What I Want From 2021.

I’m not going to sit up here and say “new year, new me” because honestly I like who I am and how I am, but there are a couple adjustments that I feel would be better for me. I already found myself a while ago, but it’s hard trying to be that same person without falling in or getting sucked back into old toxic ways. I can tell you that it’s been a real struggle for the past year and a half.

I can agree that I fell back into old ways. I’ve felt like I had to prove myself to others when I really didn’t have too. I felt like I had to save myself when my name was getting dragged in the dirt, when my intentions and actions were made out of love. I let that whole thing eat me alive and I really let it get to me.
I’m gonna talk my shit now, but I really let a person who couldn’t speak or message me without hiding behind multiple fake accounts have so much of my energy. How stupid was I to let that happen continuously? You want to know the worst part of it all? I felt sympathy for this person because I know it all came from hurt, but I was too hurt and mad myself to go about things another way and I got sucked right into the toxic part of it. Before anyone gets ideas and decides to anonymously message me saying that this person wasn’t the only one to create the problem, I know that. I’m not blaming just one side, I’ve been fully aware, this side just happened to be the one that became public. I can also admit and take full responsibility that I fueled a fire and kept it going. What I won’t say is sorry though, I defended my own ass in any way that it felt necessary because a lot of people let all that shit slide and did absolutely nothing, but watch. They wanted the show and we gave that to them.

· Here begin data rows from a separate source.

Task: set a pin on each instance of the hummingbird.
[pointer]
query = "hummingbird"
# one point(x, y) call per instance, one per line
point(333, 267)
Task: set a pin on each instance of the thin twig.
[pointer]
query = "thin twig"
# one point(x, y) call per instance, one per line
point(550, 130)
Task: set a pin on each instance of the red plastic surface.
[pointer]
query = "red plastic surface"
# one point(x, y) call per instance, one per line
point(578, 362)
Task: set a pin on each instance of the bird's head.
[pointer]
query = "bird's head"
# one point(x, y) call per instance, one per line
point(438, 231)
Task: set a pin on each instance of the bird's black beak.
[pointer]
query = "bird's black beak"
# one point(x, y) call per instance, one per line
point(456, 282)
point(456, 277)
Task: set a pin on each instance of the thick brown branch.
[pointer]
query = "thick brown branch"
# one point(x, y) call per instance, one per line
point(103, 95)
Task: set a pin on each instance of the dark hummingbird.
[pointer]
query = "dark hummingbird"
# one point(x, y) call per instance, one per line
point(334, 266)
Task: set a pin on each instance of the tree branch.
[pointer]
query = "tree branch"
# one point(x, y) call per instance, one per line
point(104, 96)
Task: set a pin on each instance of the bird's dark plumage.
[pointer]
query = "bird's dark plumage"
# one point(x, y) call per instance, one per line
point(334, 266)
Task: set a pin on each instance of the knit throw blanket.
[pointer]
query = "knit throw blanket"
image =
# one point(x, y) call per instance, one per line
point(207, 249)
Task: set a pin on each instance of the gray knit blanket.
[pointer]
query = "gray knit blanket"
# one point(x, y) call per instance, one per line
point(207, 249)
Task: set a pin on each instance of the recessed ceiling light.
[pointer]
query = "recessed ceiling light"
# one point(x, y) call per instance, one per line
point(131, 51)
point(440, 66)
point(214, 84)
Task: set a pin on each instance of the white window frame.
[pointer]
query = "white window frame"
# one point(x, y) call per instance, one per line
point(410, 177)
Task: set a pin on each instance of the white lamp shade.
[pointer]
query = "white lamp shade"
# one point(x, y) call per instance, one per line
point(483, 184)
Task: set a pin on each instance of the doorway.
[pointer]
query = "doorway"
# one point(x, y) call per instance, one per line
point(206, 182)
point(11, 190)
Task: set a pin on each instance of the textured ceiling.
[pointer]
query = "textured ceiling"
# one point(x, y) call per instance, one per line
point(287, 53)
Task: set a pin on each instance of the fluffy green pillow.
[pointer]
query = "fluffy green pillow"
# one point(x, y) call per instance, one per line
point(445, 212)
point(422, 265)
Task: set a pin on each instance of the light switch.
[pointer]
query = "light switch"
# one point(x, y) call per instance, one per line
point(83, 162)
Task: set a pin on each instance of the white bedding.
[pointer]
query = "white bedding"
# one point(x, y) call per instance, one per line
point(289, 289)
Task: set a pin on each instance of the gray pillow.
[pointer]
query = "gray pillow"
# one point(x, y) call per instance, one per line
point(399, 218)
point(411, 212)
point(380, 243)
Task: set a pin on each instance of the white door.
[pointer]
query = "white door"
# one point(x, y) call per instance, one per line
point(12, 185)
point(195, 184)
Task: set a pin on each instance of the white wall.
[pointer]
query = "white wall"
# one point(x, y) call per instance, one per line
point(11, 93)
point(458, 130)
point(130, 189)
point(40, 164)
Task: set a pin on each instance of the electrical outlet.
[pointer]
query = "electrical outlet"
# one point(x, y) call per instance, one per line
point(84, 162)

Now what I want from 2021 is to heal and find my peace with everything I just mentioned and everything else surrounding it. I want to move on and fully forgive myself, my person and all the others. I don’t want to carry this hate and sadness around anymore, that’s just not who I am. What I want from this year is to be able to let go and move on. I don’t want to feel like I have to watch my own back 24/7 whenever I’m in public. I want to be able to meet new people without having to feel like I have to be cautious and question if their intentions are actually genuine or not. Everything that I can do and feel over here is what I want it to be like again there. If you are reading this with ill will, I’m okay with us being complete strangers to each other. I understand that not everyone is for each other and really that’s okay. We can make it mutually known and I won’t ever bother you. I’d rather have that than someone faking to like me because I’m dating this person or cause I hang out with these people. I am not defined by some other person. I can respect the honesty of it.

I know what I want and hope for will take some time and it might not even be this year, but any step closer is good enough for me.
Because I’m going to read this plenty of times through out the year, a reminder, YOU chose to pick love when it was the last thing you felt and YOU did nothing wrong by that. Vivi con amore.
I talked my shit and now I’m leaving it here.